In der Kita über Gott sprechen: Einblicke in die religiöse Vielfalt
Wie sieht eine Moschee von innen aus? Sind Gott und Allah ein und derselbe? Und beten Muslime eigentlich genauso wie die Christen? Die Kita-Gruppe von Betül und Nele begibt sich auf Spurensuche nach Unterschieden und Gemeinsamkeiten zwischen den beiden Weltreligionen. Mit Betüls Opa erstellen sie ihre eigenen Namens-Kalligrafien, befragen den Imam in der Moschee und erkunden gemeinsam eine katholische Kirche.
Auf den 11 großformatigen Erzählbildern für das Kamishibai gibt es eine Menge zu entdecken: vom Aufbau einer Moschee über die religiösen Symbole in Christentum und Islam bis hin zu den Bräuchen rund ums Gebet.

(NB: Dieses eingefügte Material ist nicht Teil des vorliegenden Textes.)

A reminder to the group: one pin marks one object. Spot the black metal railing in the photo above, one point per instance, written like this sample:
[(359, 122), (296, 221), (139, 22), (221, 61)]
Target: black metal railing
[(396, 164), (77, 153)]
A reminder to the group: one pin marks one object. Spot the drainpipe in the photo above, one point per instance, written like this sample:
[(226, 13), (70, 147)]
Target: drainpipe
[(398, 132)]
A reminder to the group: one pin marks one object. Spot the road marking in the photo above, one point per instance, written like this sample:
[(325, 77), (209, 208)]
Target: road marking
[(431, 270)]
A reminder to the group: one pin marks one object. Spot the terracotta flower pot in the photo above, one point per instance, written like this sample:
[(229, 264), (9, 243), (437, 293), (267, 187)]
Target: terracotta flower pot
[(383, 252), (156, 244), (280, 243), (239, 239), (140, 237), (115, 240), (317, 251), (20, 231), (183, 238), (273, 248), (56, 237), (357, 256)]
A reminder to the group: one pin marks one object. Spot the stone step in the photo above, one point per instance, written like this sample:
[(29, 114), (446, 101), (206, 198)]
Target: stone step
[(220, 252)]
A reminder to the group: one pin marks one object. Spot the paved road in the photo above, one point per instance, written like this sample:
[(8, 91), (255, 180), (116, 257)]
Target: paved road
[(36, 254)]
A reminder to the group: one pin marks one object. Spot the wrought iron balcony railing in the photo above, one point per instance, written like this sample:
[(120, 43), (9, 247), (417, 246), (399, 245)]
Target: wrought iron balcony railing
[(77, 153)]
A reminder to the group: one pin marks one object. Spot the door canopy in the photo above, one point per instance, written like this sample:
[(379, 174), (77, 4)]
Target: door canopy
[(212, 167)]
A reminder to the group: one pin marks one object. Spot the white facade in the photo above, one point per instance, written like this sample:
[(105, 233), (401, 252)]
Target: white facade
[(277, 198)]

Von Heiligenbildern und islamischen Kalligrafien: Sakralraumpädagogik im Kamishibai
Die Religion und Gebetsstätten anderer Kulturen kennenzulernen, schützt vor Vorurteilen und trägt zum interreligiösen Dialog bei. Pädagogische Fachkräfte wie auch Lehrpersonen an Grundschulen profitieren gleichermaßen von der Arbeit mit dem japanischen Erzähltheater. Wenn sich die Flügeltüren des Kamishibai öffnen, konzentrieren sich die Blicke automatisch auf die ausdrucksstarken Bilder. Die Kamishibai-Bildkarten werden nacheinander in den Rahmen gesteckt und veranschaulichen den jungen Zuhörer:innen, wie der tägliche Glaube in beiden Religionsgemeinschaften gelebt wird. Dabei können die Vortragenden jederzeit auf Fragen und Anregungen aus der Gruppe reagieren.
Zwei Weltreligionen, ihre Bräuche und Symbole: mit diesem Bildkarten-Set erfahren Kinder in Kita und Grundschule mehr über das Christentum und den Islam.